I’m on a study project to improve my understanding of roleplaying games. To this end, I already have two reading projects, A Game Per Year and An Adventure Per Year. This is the third, with the goal of reading or playing 52 games made in the last few years. Originally I considered making this “A New RPG Per Week” and that’s where the number 52 comes from, even though a weekly schedule is probably not within my abilities.
I’ve been told that there is a vibrant design community of small, experimental games on the indie platform itch.io. I decided to learn more about these games by reading a few I got from a bundle. The first is the magnificently titled The Treasure At The End Of This Dungeon Is An Escape From This Dungeon And We Will Never Escape From This Dungeon.
It’s a deconstruction of the dungeon crawl genre. As the title implies, the classic dungeon crawl becomes an existential exercise in futility and yearning. Two important rules are:
We will never escape this dungeon.
We will always try to escape this dungeon.
There’s a certain poetic ambiguity to all of the mechanics in the game: “There are five room of this dungeon and there are many more than five rooms in this dungeon.”
Each room has an element that must be engaged with by the characters.
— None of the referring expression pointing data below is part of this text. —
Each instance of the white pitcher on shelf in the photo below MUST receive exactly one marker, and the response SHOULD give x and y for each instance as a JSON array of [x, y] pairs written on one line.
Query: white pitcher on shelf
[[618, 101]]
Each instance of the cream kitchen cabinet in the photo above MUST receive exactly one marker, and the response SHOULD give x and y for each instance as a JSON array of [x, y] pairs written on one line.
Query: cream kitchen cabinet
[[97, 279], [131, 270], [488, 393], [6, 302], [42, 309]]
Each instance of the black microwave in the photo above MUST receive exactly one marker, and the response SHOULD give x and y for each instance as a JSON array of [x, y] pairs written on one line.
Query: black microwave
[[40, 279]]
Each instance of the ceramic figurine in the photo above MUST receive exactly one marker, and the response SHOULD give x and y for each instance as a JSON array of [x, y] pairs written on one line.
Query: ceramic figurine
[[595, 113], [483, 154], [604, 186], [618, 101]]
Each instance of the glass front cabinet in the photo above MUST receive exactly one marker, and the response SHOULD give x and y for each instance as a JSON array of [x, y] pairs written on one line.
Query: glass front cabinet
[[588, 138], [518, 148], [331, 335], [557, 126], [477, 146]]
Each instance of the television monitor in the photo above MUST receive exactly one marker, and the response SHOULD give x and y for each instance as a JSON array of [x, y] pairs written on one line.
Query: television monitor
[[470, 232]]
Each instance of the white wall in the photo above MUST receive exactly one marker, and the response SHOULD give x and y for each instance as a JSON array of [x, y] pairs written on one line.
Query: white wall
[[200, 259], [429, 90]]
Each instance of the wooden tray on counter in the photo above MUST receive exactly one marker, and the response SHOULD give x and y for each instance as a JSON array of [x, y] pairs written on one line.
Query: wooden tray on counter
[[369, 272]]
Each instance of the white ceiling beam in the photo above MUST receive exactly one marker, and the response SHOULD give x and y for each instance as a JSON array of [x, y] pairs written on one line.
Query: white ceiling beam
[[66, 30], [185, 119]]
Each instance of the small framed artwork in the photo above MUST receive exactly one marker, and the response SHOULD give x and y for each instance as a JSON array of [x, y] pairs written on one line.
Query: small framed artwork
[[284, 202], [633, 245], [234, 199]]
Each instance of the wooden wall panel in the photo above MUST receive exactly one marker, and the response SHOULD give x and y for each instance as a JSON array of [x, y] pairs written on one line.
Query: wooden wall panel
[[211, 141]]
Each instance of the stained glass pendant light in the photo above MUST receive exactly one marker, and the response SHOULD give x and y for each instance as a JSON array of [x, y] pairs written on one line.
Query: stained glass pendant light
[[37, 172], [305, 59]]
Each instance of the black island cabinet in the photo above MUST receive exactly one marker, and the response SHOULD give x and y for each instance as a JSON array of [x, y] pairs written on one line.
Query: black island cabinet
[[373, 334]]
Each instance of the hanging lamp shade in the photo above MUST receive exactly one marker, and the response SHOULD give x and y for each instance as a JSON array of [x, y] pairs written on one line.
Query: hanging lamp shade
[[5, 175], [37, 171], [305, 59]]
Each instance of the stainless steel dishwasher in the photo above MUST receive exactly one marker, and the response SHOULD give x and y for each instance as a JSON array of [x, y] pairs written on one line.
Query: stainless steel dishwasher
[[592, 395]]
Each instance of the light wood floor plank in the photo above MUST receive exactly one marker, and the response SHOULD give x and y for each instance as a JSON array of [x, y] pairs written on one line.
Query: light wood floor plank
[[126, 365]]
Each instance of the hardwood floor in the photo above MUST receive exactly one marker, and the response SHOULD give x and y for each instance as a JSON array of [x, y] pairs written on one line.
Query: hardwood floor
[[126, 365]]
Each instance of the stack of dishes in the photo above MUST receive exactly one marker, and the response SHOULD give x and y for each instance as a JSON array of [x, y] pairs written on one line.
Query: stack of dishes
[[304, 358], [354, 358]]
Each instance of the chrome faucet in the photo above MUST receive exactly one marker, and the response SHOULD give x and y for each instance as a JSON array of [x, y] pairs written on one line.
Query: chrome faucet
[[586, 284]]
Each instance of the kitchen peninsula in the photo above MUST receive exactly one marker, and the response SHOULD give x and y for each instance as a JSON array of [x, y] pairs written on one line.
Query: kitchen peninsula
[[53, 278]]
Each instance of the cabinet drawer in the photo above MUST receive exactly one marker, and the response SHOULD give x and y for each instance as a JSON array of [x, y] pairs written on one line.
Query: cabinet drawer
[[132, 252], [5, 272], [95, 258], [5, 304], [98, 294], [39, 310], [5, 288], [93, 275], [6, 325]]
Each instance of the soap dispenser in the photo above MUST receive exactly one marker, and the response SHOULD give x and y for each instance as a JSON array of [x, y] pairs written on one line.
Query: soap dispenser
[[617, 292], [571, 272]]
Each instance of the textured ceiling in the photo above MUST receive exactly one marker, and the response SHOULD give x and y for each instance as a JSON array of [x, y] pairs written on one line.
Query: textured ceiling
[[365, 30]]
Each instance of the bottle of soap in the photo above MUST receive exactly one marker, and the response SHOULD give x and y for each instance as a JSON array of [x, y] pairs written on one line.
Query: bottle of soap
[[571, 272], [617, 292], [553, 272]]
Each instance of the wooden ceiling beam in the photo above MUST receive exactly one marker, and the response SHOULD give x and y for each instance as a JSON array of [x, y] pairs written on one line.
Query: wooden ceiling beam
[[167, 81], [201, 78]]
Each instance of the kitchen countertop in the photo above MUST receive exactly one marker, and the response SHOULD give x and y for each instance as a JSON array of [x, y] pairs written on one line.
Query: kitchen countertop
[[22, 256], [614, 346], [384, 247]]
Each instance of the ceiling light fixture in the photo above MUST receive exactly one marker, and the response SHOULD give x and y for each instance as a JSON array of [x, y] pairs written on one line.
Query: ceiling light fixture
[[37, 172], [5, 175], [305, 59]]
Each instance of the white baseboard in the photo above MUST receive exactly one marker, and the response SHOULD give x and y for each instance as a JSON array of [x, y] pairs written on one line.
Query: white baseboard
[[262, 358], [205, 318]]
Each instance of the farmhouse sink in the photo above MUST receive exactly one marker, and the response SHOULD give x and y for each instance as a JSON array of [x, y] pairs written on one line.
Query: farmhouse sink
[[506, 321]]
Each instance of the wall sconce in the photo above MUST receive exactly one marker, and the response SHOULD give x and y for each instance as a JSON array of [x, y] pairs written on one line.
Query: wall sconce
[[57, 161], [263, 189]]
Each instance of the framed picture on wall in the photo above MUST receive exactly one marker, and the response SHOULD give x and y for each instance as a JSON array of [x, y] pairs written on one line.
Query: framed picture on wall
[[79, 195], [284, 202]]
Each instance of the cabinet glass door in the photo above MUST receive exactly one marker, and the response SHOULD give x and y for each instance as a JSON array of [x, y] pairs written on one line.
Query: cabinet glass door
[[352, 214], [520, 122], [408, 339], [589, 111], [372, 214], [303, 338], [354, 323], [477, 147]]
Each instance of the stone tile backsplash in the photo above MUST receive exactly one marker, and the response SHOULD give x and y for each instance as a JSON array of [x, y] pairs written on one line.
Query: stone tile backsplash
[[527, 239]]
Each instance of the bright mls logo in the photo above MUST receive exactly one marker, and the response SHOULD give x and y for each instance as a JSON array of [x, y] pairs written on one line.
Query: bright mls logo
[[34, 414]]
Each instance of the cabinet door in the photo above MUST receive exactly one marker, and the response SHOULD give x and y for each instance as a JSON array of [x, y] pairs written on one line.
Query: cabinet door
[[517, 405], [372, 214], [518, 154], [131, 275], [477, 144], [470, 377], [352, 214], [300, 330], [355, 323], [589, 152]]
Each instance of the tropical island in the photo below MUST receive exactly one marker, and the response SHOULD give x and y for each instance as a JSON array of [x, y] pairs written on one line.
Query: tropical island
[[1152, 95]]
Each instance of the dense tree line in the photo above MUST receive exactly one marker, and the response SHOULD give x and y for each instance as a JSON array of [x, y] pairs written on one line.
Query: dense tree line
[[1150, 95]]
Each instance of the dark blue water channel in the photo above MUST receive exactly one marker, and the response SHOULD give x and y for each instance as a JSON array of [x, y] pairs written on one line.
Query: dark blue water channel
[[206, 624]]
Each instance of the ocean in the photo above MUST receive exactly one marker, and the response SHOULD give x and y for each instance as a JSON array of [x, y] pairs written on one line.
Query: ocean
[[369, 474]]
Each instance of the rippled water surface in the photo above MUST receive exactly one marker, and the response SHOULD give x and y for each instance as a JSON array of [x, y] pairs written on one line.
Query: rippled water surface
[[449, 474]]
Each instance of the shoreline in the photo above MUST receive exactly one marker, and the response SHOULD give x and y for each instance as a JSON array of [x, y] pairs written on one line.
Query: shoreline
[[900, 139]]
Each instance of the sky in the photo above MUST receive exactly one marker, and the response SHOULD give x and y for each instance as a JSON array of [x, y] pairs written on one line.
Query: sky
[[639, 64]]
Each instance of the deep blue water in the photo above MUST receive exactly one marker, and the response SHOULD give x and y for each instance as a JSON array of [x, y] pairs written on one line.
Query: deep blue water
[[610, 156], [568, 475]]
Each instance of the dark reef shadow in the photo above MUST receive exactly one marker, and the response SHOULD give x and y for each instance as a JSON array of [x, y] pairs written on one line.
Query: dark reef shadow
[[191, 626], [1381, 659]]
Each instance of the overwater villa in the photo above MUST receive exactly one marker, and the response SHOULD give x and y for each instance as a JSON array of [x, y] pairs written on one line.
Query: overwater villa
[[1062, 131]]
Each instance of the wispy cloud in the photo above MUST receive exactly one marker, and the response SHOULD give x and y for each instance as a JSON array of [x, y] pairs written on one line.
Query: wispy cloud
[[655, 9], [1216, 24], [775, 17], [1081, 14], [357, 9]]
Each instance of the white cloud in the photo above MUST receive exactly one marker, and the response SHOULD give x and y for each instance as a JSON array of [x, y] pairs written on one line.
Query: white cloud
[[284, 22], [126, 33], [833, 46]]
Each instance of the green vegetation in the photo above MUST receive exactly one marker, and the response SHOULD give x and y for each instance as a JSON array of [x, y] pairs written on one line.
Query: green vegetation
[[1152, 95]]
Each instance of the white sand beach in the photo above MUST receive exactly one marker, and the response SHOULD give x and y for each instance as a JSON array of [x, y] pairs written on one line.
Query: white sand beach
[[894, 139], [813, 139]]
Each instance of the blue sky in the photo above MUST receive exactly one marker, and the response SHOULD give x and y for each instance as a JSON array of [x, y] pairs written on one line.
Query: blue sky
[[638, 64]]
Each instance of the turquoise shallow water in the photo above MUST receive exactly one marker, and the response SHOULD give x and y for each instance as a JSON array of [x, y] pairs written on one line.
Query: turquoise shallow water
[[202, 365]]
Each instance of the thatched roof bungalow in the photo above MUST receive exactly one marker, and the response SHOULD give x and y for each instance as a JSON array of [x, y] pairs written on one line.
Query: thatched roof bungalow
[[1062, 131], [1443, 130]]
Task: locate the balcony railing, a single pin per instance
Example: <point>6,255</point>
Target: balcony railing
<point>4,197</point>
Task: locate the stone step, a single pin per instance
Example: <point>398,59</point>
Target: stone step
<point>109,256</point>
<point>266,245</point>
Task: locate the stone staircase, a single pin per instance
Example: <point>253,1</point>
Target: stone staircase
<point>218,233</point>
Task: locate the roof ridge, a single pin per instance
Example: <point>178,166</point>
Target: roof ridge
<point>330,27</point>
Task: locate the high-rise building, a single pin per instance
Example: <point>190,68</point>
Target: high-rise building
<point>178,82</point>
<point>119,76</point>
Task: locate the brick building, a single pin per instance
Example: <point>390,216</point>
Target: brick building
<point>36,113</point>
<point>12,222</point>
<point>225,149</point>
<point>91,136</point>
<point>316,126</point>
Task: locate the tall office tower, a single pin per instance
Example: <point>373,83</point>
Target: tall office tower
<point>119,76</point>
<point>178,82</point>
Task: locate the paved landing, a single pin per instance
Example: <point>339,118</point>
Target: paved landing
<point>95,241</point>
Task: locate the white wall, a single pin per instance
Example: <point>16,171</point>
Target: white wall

It can change but the rooms themselves represent classic dungeon crawl archetypes such as the puzzle and the battle. The characters are also traditional: The Muscle, The Mage, The Thief, The Healer. Each has special rules that change how they engage with the elements in each room.
Some genres are tied to a particular medium. Superheroes bring to mind comic books and the western is connected to the movies. For roleplaying games, the signature genre is the dungeon crawl. It’s conventions are pretty strange if you stop to think about them but we’ve grown so accustomed to D&D that we can work within the genre despite it’s weirdness.
One thing that I really like in this game is that although it’s a deconstruction, it also takes the dungeon crawl seriously as a framework for creative inquiry. It genuinely seeks to find meaning within this absurd context. It’s this sense, it reminds me of Jason Morningstar’s Skeletons which I recently wrote about here.